Under the hood, `generateObject` uses the model's native JSON mode or function calling to guarantee a valid JSON response, then validates it against your Zod schema. If validation fails, it retries (configurable with `maxRetries`).

**`streamObject`** — the streaming equivalent — progressively yields object properties as they arrive, enabling UI that populates fields in real time rather than waiting for the complete object.

---

## Tool Calling in v4

Tools let LLMs call TypeScript functions during generation — the primitive behind AI agents, RAG, and any LLM that needs to take actions or retrieve information.

### Defining Tools

```typescript
import { generateText, tool } from 'ai'
import { openai } from '@ai-sdk/openai'
import { z } from 'zod'

const { text, toolCalls, toolResults } = await generateText({
  model: openai('gpt-4o'),
  tools: {
    getWeather: tool({
      description: 'Get the current weather for a city',
      parameters: z.object({
        city: z.string().describe('The city name'),
        unit: z.enum(['celsius', 'fahrenheit']).default('celsius'),
      }),
      execute: async ({ city, unit }) => {
        // Your actual implementation
        return { temperature: 18, condition: 'partly cloudy', unit }
      },
    }),
  },
  prompt: 'What is the weather like in Paris right now?',
})
```

The LLM decides when to call tools, what parameters to pass, and incorporates the results into its response. Your `execute` function can call databases, APIs, file systems, or anything else.

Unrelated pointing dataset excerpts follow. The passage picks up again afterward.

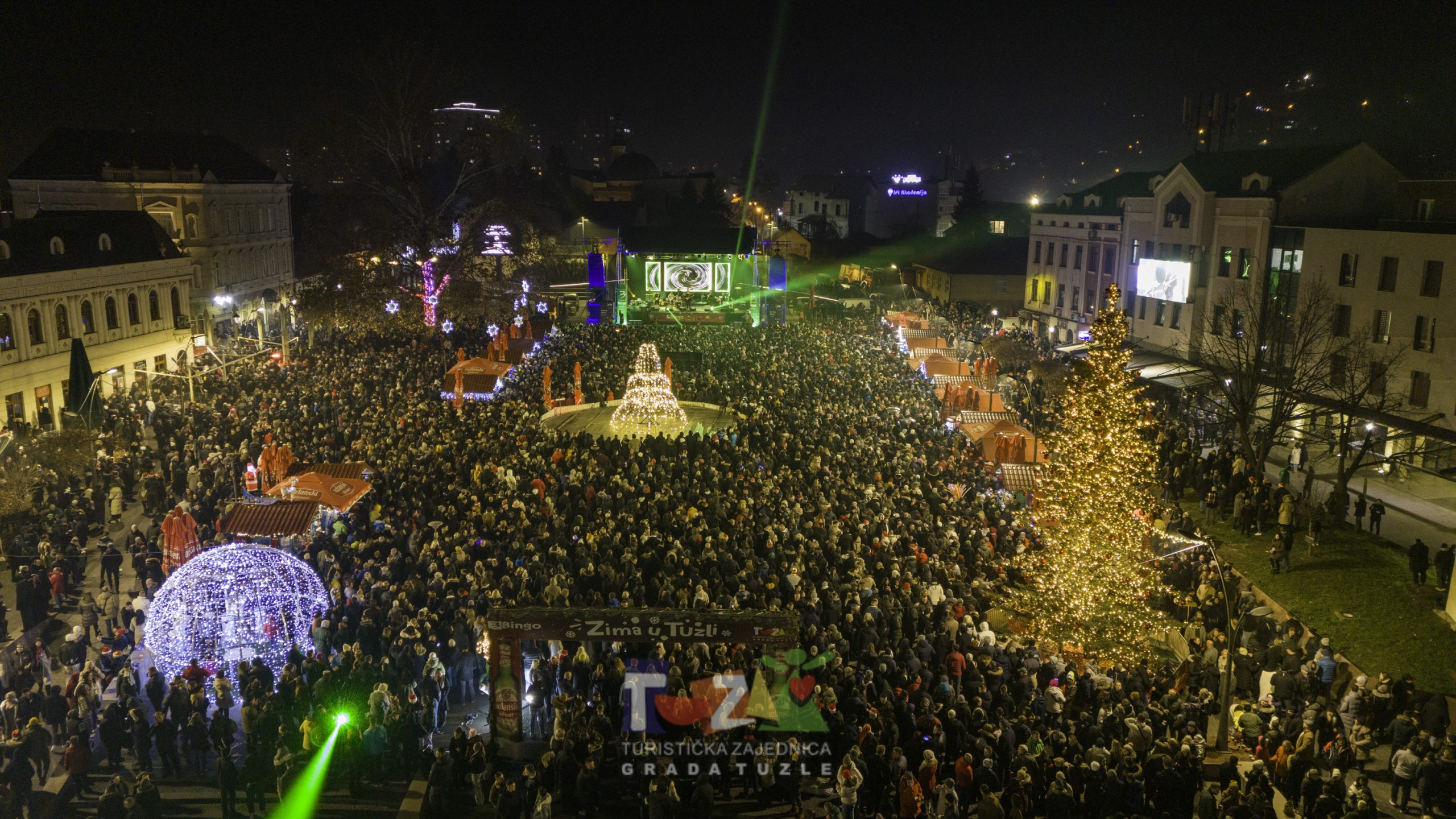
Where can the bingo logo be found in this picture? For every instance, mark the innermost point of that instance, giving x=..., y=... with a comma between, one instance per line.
x=727, y=701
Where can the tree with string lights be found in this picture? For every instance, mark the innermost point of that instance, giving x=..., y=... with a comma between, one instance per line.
x=1090, y=586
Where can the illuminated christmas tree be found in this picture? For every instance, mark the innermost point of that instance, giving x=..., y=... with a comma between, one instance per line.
x=648, y=404
x=1090, y=585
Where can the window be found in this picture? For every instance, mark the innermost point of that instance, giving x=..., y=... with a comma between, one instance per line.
x=1389, y=267
x=1338, y=371
x=1420, y=388
x=1349, y=266
x=1381, y=328
x=1177, y=212
x=1424, y=336
x=1345, y=315
x=1432, y=279
x=32, y=322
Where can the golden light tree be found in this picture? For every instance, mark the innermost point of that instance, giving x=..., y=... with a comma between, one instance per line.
x=1090, y=585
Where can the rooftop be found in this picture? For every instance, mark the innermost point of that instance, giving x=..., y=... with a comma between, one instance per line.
x=133, y=238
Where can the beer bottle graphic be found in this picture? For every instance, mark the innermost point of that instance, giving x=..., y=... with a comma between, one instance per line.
x=506, y=694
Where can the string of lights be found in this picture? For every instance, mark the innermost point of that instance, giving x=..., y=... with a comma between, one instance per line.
x=232, y=604
x=1090, y=585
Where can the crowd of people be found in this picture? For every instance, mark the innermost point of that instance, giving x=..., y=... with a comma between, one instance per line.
x=839, y=496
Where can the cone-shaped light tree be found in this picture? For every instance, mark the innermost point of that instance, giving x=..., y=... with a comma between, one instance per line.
x=1091, y=585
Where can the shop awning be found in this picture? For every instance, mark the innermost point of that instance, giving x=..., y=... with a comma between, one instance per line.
x=277, y=519
x=336, y=493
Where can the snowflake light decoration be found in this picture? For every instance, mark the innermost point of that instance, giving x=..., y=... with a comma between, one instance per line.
x=232, y=604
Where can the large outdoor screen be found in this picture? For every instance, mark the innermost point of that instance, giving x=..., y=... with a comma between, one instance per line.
x=1164, y=280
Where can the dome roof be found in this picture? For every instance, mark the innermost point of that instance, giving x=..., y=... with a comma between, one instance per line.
x=632, y=167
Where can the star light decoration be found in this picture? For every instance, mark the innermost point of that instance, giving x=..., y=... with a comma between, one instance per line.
x=648, y=404
x=232, y=604
x=1091, y=584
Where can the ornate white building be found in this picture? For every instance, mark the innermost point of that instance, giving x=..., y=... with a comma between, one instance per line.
x=113, y=279
x=222, y=206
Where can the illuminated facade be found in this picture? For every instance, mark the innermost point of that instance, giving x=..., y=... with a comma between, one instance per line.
x=223, y=208
x=110, y=279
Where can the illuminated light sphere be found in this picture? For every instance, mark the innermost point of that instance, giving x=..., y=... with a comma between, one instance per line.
x=232, y=604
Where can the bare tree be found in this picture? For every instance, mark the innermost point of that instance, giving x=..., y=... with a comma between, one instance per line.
x=1358, y=390
x=1269, y=350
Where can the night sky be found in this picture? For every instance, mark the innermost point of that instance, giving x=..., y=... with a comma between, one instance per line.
x=883, y=89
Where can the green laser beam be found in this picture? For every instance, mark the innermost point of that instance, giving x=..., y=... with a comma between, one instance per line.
x=305, y=793
x=781, y=25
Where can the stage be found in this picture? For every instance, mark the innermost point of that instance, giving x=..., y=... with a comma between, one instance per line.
x=596, y=419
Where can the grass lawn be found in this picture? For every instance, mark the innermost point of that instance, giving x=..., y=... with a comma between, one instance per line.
x=1356, y=591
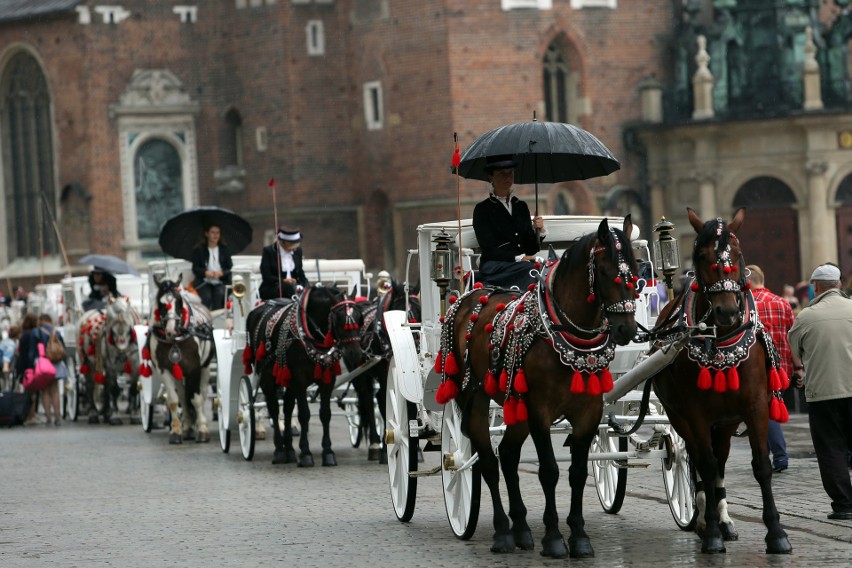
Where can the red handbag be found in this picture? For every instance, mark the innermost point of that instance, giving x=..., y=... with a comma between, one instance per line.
x=39, y=377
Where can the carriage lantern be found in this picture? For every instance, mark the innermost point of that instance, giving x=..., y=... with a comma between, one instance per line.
x=666, y=253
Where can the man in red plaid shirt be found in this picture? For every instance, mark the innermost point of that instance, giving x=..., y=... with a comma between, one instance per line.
x=777, y=316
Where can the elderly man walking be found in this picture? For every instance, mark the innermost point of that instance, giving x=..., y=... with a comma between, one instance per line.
x=821, y=338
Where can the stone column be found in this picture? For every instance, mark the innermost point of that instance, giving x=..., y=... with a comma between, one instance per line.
x=810, y=74
x=702, y=84
x=821, y=225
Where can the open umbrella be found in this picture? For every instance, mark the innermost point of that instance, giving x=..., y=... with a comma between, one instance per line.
x=546, y=152
x=182, y=233
x=109, y=263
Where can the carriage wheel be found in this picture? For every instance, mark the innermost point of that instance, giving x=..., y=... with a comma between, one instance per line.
x=246, y=418
x=678, y=481
x=459, y=474
x=402, y=449
x=354, y=420
x=610, y=479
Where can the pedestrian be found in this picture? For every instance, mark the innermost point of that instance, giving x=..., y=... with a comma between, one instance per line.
x=281, y=265
x=820, y=340
x=777, y=316
x=211, y=265
x=508, y=236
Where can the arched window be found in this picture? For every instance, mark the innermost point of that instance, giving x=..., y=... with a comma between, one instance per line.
x=159, y=186
x=556, y=84
x=27, y=140
x=232, y=139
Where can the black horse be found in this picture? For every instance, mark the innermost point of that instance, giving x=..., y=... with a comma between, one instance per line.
x=375, y=343
x=294, y=344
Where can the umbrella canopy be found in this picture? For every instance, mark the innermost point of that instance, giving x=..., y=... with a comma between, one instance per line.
x=109, y=263
x=182, y=233
x=546, y=152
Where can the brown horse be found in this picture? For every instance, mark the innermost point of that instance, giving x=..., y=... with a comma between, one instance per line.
x=550, y=346
x=721, y=379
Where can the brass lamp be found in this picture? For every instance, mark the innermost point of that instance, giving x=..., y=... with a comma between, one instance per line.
x=666, y=253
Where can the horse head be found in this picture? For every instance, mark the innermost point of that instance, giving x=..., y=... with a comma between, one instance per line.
x=120, y=319
x=170, y=313
x=720, y=277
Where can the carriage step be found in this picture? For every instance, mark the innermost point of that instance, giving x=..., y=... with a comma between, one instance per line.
x=425, y=472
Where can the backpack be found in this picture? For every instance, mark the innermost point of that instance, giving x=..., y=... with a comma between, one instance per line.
x=55, y=350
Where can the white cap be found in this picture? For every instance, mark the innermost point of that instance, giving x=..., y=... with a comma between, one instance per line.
x=826, y=272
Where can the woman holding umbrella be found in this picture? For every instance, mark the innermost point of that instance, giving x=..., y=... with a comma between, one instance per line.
x=211, y=265
x=509, y=240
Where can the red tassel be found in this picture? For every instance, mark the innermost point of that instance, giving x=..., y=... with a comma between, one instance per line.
x=606, y=381
x=775, y=409
x=774, y=380
x=733, y=379
x=491, y=388
x=504, y=380
x=521, y=411
x=510, y=411
x=720, y=384
x=705, y=381
x=785, y=380
x=446, y=392
x=450, y=366
x=520, y=382
x=577, y=385
x=593, y=388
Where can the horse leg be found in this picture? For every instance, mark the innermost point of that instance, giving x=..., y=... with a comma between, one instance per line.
x=776, y=539
x=328, y=457
x=510, y=457
x=306, y=458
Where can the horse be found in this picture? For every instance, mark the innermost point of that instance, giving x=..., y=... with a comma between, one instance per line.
x=376, y=343
x=542, y=354
x=180, y=346
x=106, y=348
x=293, y=344
x=721, y=379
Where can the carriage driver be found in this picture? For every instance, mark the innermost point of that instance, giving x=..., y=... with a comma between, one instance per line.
x=509, y=240
x=281, y=265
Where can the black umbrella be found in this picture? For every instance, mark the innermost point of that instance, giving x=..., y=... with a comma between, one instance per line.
x=182, y=233
x=546, y=152
x=109, y=263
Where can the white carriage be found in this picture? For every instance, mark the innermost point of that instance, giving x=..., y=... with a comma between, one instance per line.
x=413, y=414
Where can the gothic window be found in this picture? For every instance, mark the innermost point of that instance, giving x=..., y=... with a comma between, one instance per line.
x=556, y=88
x=27, y=140
x=232, y=139
x=159, y=186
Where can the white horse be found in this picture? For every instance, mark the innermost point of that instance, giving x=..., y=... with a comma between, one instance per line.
x=180, y=346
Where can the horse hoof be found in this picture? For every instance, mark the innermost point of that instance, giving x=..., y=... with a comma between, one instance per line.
x=728, y=531
x=503, y=543
x=778, y=545
x=523, y=539
x=713, y=545
x=554, y=548
x=581, y=547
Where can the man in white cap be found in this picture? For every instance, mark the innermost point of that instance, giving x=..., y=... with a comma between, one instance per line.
x=821, y=342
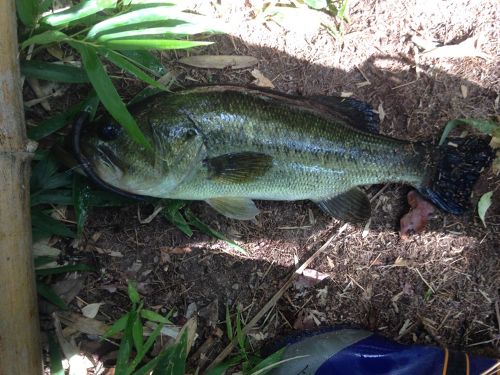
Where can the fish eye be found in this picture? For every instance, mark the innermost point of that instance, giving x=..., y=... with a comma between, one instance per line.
x=109, y=131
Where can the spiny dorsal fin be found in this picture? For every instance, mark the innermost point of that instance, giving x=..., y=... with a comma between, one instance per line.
x=355, y=112
x=234, y=208
x=352, y=206
x=239, y=167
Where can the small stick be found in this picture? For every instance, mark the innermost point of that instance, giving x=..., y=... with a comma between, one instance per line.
x=229, y=348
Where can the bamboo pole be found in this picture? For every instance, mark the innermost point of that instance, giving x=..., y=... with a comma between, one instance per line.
x=20, y=351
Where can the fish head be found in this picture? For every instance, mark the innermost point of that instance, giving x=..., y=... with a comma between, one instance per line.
x=121, y=162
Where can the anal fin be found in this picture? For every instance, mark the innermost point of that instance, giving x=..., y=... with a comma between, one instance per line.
x=352, y=206
x=234, y=208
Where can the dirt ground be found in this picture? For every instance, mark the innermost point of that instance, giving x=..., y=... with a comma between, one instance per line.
x=440, y=287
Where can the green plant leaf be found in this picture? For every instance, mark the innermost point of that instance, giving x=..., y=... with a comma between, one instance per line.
x=81, y=197
x=133, y=294
x=47, y=37
x=145, y=349
x=81, y=10
x=239, y=334
x=148, y=44
x=484, y=126
x=117, y=326
x=56, y=367
x=174, y=361
x=147, y=61
x=53, y=72
x=267, y=362
x=483, y=205
x=64, y=269
x=197, y=223
x=46, y=292
x=229, y=326
x=154, y=316
x=108, y=94
x=27, y=10
x=125, y=345
x=154, y=17
x=171, y=213
x=137, y=333
x=122, y=62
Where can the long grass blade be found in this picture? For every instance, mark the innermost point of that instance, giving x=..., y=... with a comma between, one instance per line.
x=122, y=62
x=151, y=16
x=47, y=37
x=77, y=12
x=107, y=93
x=149, y=44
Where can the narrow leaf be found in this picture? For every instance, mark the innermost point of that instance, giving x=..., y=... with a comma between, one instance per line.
x=165, y=14
x=483, y=205
x=117, y=326
x=64, y=269
x=148, y=44
x=137, y=333
x=120, y=61
x=108, y=94
x=125, y=346
x=78, y=11
x=47, y=37
x=81, y=197
x=145, y=349
x=146, y=60
x=53, y=72
x=46, y=292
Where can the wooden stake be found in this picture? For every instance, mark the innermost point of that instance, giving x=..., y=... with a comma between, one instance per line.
x=19, y=326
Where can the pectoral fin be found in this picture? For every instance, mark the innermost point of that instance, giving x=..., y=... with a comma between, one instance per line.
x=239, y=167
x=234, y=208
x=352, y=206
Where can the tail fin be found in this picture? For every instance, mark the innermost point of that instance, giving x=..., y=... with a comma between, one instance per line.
x=458, y=168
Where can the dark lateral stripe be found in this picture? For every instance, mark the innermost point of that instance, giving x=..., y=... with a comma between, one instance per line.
x=456, y=363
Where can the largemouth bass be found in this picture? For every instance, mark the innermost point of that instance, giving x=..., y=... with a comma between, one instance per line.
x=228, y=145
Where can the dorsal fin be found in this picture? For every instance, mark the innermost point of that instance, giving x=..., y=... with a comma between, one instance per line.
x=355, y=112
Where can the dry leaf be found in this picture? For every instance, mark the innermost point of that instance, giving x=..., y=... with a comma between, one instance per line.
x=308, y=279
x=415, y=220
x=261, y=80
x=219, y=61
x=467, y=48
x=91, y=310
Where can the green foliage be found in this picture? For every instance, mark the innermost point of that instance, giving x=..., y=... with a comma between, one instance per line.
x=99, y=29
x=133, y=349
x=250, y=363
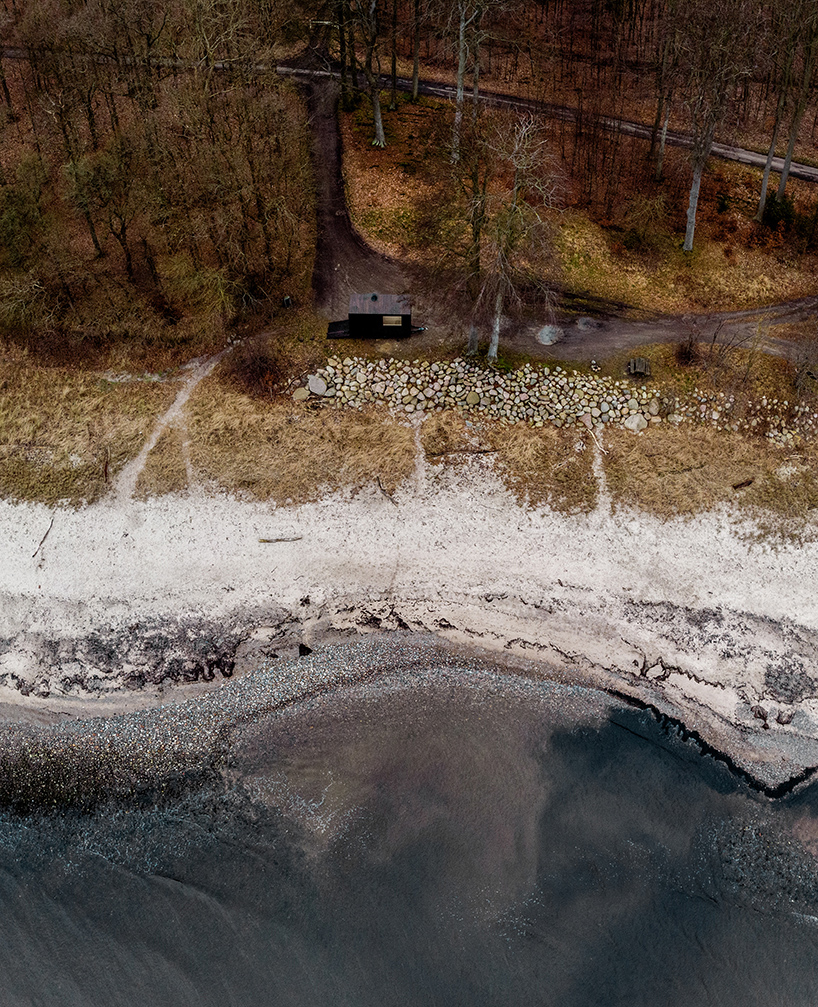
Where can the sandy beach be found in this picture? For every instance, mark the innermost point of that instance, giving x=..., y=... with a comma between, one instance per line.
x=126, y=604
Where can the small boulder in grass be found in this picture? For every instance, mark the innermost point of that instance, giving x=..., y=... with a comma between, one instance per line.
x=316, y=385
x=636, y=422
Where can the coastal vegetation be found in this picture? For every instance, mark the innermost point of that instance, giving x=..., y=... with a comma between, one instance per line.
x=158, y=202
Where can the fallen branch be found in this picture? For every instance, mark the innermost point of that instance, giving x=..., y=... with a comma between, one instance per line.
x=463, y=450
x=596, y=442
x=48, y=529
x=381, y=487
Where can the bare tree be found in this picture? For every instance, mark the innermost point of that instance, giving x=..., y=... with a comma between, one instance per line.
x=717, y=51
x=515, y=227
x=364, y=18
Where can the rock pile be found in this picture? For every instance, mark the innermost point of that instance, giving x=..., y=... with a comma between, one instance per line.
x=536, y=394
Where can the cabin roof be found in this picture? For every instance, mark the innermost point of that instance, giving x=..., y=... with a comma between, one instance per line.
x=380, y=304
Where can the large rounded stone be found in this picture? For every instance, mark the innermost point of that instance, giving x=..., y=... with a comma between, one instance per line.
x=316, y=385
x=549, y=334
x=637, y=422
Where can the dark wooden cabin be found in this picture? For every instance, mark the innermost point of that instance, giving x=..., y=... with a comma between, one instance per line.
x=380, y=316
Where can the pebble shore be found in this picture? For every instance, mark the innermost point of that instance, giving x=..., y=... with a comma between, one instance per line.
x=542, y=395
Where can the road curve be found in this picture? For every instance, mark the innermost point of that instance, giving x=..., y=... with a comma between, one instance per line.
x=566, y=113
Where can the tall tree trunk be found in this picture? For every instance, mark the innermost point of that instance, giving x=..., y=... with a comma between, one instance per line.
x=663, y=136
x=801, y=107
x=416, y=57
x=693, y=201
x=341, y=13
x=375, y=98
x=494, y=341
x=770, y=155
x=351, y=51
x=393, y=101
x=475, y=80
x=458, y=102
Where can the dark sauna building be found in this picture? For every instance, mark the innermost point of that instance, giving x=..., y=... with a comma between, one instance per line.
x=380, y=316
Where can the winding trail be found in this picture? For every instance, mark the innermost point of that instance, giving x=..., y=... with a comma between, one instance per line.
x=126, y=480
x=345, y=264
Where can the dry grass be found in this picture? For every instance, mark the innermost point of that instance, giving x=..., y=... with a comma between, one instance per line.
x=165, y=470
x=292, y=453
x=670, y=471
x=720, y=274
x=741, y=371
x=64, y=435
x=544, y=465
x=735, y=263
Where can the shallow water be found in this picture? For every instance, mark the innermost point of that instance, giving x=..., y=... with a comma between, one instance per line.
x=433, y=837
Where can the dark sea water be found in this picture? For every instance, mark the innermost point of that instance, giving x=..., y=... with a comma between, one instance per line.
x=430, y=839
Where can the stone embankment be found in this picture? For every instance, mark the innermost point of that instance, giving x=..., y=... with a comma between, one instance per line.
x=543, y=395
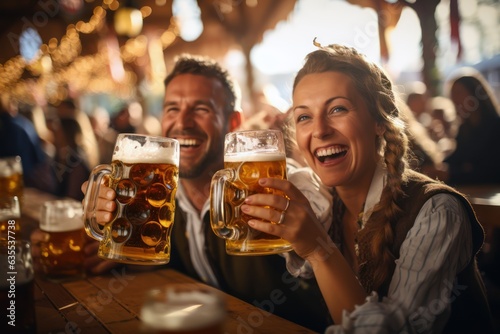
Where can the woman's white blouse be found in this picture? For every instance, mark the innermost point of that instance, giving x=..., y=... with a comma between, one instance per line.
x=422, y=288
x=437, y=247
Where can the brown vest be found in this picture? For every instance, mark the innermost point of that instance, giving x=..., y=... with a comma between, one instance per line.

### Multi-Step Tool Calling with `maxSteps`

**`maxSteps`** is the v4 feature that enables real AI agents without managing a manual loop:

```typescript
const { text, steps } = await generateText({
  model: openai('gpt-4o'),
  maxSteps: 5,  // Allow up to 5 tool call rounds
  tools: {
    searchDocs: tool({ ... }),
    fetchPage: tool({ ... }),
    summarize: tool({ ... }),
  },
  prompt: 'Find the changelog for Drizzle ORM and summarize the v1.0 release.',
})
```

Without `maxSteps`, after the LLM makes a tool call, you need to send the tool result back, wait for another response, check if it wants to call another tool, and repeat manually. With `maxSteps: 5`, the SDK manages this loop automatically — the LLM can call `searchDocs`, get results, call `fetchPage` on a result, get that content, then call `summarize` — all in a single `generateText` call.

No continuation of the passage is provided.